During the past four weeks or so, L and I have been giving out the invitations to our wedding - some by hand, the others through the mail. Because our wedding date will fall on a Friday, and we needed time to prepare the invitations, we had sent e-mails to our friends asking them to keep themselves free on our wedding day.
Most of our friends have been great - they were able to confirm their attendance and volunteered to help out on that day.
Some gave us their congratulations and apologised that they would have to miss it because of a pre-arranged business trip, or a prior appointment. No worries there. We have more people that we wish to invite than the number of seats available and we really appreciated the early notice so that we could invite those friends on our "reserve list".
I appreciate the fact that unless the bridal couple is a close friend or relative, getting invited to a wedding dinner can put a significant strain on the pocket. The cost of my Chinese wedding dinner is close to HK$1,000 (S$200) per head, before service charges and tips.
That's twice the average in Singapore, right ? (Although the quality of the food in HK is way better)
Note that L and I had not chosen a particularly lavish package - that is the average at many five-star hotels in Hong Kong. In fact, that is the basic package when we enquired at the likes of the Four Seasons, Grand Hyatt and the Shangri-La when we were looking for a venue.
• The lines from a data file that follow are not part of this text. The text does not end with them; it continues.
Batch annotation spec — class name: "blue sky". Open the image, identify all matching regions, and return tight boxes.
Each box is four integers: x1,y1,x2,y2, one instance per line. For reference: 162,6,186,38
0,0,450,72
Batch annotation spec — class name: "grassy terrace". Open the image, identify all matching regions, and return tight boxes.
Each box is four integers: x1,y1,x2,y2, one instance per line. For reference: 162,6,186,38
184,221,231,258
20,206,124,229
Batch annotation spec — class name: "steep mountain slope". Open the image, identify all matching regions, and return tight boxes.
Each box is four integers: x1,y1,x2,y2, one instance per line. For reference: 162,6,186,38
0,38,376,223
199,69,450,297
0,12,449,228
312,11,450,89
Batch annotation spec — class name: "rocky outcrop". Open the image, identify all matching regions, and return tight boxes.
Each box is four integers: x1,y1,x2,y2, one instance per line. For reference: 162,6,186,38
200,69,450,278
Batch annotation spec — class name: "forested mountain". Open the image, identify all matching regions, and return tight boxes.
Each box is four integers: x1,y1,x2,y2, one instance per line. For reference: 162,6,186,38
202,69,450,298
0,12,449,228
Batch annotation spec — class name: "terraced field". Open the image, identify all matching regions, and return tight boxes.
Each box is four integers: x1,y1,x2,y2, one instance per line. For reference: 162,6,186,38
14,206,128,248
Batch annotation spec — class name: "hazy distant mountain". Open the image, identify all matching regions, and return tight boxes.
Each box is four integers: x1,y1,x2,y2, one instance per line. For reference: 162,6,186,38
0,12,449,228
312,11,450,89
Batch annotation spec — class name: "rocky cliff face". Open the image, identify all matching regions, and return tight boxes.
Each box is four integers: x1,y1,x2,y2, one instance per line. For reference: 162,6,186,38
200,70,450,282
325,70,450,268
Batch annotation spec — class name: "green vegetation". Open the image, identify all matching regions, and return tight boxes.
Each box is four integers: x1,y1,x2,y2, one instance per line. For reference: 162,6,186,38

(At this point, you must be thinking, "Well, serves you right for choosing to have your wedding at a big hotel !" To be honest, I did have second thoughts about the format of our wedding. But I know that, for "face" reasons, our parents were going to demand a full-blown conventional wedding dinner anyway. And L and I have not been imaginative enough to come up with alternative ideas. So resistance would have been futile - we'll just make the most of it and try to have a good time with our friends.)
As most of you would know, when you attend a wedding dinner it is the unwritten rule that your red packet should at least help the couple recover the cost of having you there. We all have friends who are the go-to experts when we need to know the "market rate" for a wedding dinner at a certain hotel, country club or restaurant.
I used to think that guests should not be pressured into doing that - let them give what is reasonable and acceptable by prevailing social norms. If my host is serving US$1,000 bottles of Cristal champagne and free-flow caviar, why should I be made to pay for all that ?
Now that I am going to be the host and signing the big bill at the end of the evening, I still feel that way. Although that belief is now combined with the HOPE that my guests will be generous enough and not see the red packet as the price of their meal but as a gift for us to start our new life together.
=======================
So what made me write all that ?
Earlier today in the office :
LCN : "
Hi, X ! Did you see my e-mail ? Will you be able to attend my wedding ? I'm collating the RSVP for my fiancee ..."X (co-worker) : "
Er ... umm ... well ... heheh - I'm trying to schedule a business trip right on that day ... hehe ... "
Dude, there's a very fine line between "
Aww, X is so playful and funny" and "
Nabeh, don't fucking waste my time !" It was quite obvious that he had planted himself on the latter side.
If X does not feel like attending my wedding, I would have been perfectly happy to accept a cop-out excuse. Sorry, but I already have a business trip. Or, I have another wedding to attend elsewhere in Hong Kong. Or, a close relative will be in town that week. That way, I can send an invite to a friend on my reserve list. I am not hard up for your red packet. I just need to know if you will be occupying that seat at that table, instead of someone else.
I have no qualms in saying that I have given such white lies before. A number of years ago, during a period when I was quite broke, I had to turn down an invitation because I knew that I could not afford the S$80 red packet. I told the host, "Sorry, but my good friend from school is also getting married on that day and I'll be helping out." I also gave her a congratulatory card (S$8) as a gesture of my wishes.
The host was disappointed that I could not go, but I was sure that she was grateful for the quick response and no doubt she had someone else to invite in my place.